For instance, I can use min_frequency=100 to group the less frequent categories (specifically Other and Human Resources) into an Other category. This approach reduces the dimensionality of the EducationField variable while preserving the important information from the more common categories. We can avoid using a sparse matrix by specifying sparse_output=False in the OneHotEncoder during matrix creation, ensuring the output is dense.
one_hot = OneHotEncoder( drop='first',
handle_unknown='ignore',
sparse_output=False,
dtype=int,
min_frequency=100)
ColumnTransformer in Scikit-Learn
We can apply both Ordinal Encoding and One-Hot Encoding simultaneously using ColumnTransformer by specifying different encoders for ordinal and nominal categorical variables within the same transformation pipeline.
from sklearn.compose import ColumnTransformer
X_train, X_test, y_train, y_test = train_test_split(X,y,test_size=0.3,
random_state=42)
transformer = ColumnTransformer(transformers=[
('oe',OrdinalEncoder(dtype=int),['Education','JobSatisfaction']),
('ohe',OneHotEncoder(drop='first',
handle_unknown='ignore',
sparse_output=False,
dtype=int), ["EducationField","Department"])
],remainder='passthrough')
transformer.fit(X_train)
pd.DataFrame(transformer.transform(X_train))

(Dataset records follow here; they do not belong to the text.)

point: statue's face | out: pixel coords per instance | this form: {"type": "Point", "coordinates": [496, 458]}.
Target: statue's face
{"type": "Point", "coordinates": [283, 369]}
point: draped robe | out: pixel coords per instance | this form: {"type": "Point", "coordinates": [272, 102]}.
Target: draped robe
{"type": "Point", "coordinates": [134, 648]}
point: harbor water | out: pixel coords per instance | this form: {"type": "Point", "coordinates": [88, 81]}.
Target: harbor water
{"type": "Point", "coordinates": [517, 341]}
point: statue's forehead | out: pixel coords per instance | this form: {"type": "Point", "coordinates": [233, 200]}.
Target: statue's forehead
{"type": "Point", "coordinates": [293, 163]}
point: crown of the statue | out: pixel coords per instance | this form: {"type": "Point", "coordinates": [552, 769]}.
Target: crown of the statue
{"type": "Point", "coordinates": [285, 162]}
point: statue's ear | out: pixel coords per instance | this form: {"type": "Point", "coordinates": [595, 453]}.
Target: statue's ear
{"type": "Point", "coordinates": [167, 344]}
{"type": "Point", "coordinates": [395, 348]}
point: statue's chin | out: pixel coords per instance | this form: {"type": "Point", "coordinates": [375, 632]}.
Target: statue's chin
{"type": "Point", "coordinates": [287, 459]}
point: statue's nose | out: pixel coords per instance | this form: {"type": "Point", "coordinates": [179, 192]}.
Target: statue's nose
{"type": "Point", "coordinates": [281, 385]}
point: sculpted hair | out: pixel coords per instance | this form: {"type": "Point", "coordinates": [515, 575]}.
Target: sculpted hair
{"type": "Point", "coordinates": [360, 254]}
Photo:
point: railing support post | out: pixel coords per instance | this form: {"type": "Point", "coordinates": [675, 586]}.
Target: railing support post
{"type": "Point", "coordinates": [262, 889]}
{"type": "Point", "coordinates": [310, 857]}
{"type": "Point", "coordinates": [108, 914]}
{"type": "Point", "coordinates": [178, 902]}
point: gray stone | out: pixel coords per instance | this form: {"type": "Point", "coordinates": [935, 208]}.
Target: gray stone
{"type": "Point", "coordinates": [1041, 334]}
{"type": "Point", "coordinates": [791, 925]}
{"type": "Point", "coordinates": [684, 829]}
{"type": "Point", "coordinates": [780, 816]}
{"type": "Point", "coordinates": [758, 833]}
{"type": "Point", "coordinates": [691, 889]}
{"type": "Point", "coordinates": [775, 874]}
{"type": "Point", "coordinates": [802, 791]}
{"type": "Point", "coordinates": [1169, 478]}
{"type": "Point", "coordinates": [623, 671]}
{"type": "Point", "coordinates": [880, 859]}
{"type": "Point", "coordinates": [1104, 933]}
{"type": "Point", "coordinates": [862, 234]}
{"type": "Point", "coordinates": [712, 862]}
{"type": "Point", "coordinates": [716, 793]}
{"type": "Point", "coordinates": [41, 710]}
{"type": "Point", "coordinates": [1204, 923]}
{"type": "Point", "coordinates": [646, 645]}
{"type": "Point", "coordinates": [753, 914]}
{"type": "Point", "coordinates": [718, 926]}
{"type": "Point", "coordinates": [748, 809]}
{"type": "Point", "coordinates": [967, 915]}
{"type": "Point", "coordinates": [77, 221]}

Visualizing a ColumnTransformer
Scikit-learn provides a convenient way to visualize a ColumnTransformer.
Frequency Encoding
Frequency encoding is a technique that converts categorical values into numerical values based on the frequency of their occurrence in the dataset. Each category is replaced by the relative frequency (or count) of that category, typically scaled between 0 and 1.
This encoding preserves information about the distribution of categories, allowing algorithms to understand how common or rare a particular category is. It is especially useful when the frequency of a category correlates with the target variable.
encoded = X_train['EducationField'].value_counts(normalize=True)
print(encoded,"\n")
X_train['EducationField']= X_train['EducationField'].map(encoded)
X_train.head()
In conclusion, we explored various encoding techniques for categorical variables using the HR attrition dataset. We covered methods like Label Encoding, Ordinal Encoding, One-Hot Encoding, and Frequency Encoding, each suited for different types of data. The key takeaway is that choosing the right encoding method helps avoid problems like creating unnecessary order in data or making the dataset too large. Proper encoding helps models learn from the data more effectively and make better predictions.